You can now embed videos in FigJam. MP4 and MOV files are both supported.
That’s pretty cool, especially if your team has multiple products with distinct color palettes! “Introducing custom color palettes in FigJam: you can now create custom color palettes for your team, so your files can match your team’s own aesthetic or company branding (Organization and Enterprise plans only).”
“On the Enterprise plan, workspace admins can now brand the workspaces they manage to reflect their group by adding custom icons to workspaces. Organization admins can do this for any workspace in the organization as well.”
So excited about this release! I spent a good chunk of my Config talk discussing workarounds for using wide gamut colors in Figma, and this update addresses them all. See this thread by Qi Linzhi on the engineering challenges of implementing support for Display P3.

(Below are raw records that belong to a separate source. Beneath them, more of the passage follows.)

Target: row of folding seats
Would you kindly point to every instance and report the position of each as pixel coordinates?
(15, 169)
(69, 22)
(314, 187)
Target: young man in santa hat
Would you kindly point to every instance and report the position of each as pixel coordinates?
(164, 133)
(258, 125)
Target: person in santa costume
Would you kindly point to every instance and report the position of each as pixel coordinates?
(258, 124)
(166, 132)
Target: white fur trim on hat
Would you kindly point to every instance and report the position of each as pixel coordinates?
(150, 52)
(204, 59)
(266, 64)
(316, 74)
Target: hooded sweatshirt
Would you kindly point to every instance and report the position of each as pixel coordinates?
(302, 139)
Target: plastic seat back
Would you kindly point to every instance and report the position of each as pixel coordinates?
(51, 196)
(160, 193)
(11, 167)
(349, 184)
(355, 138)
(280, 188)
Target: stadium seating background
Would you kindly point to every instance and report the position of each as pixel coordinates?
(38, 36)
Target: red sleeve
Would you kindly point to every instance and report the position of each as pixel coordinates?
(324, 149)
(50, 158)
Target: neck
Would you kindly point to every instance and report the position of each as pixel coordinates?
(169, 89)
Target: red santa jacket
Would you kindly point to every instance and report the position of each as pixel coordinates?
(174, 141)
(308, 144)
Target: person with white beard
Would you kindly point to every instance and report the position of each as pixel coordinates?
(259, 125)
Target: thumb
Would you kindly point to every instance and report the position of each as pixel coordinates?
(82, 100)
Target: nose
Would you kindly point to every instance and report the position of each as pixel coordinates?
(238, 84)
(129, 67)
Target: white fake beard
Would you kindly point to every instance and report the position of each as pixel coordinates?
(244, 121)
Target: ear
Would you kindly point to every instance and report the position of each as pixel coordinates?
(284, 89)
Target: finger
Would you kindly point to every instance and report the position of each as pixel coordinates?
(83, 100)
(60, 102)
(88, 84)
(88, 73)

The next thing I hope for is a more precise way to select colors. Figma relies on hex values in the UI, but they’re supposed to be limited to sRGB and aren’t representative of what you’ll see in the browser. The Dev Mode uses the correct color(display-p3 R G B)
syntax as an output, but that doesn’t help much with input. Besides that, I’d like to see when the color is outside of the sRGB range and what is its closest fallback. OkLCH isn’t the easiest color space to use, but OkLCH picker gets that part right.
I love the format of this new newsletter. Every week, Aleks summarizes the many discussions and hot takes that took place on Design Twitter (or should we call it “Design X” now?!) It’s a valuable community service and I enjoy the roundups!
Aaron Shapiro talks about his work as a Staff Product Designer at Patreon to “guide product, design, and engineering teams in an effort to clean up a decade of cruft and reimagine their existing design system.” It’s a fascinating behind-the-scenes look at how an expansive design system is being built, but I also love this format and storytelling way more than a regular portfolio presentation.
Emily Brody, Product Marketing Manager at Figma, writes about the go-to-market strategy for the Dev Mode and how the team prepared for the launch and triaged bugs, requests, and feedback during the first two weeks.
Carly Ayres from Figma sat down with the people working across design systems tooling both inside and outside Figma to understand what the rise of tokens and features like variables mean for the future of design systems.
Christine Vallaure wrote about one of the most under-the-radar new features of the Dev Mode — units conversion. Now, you can design with pixels and then translate them to rem or other relative units in code. (Thanks for sharing the friend link with Figmalion, Christine!)
Fantastic post by Developer Advocate Jake Albaugh on how component properties can be translated and aligned between design files and coding frameworks to help designers and developers work better together. “Implementing components as a designer in Figma differs from implementing as a developer in a codebase. When you optimize for the developer or designer experience with a component, it is tailor-fit for that specific purpose — even if it shares a name with a component in another environment.”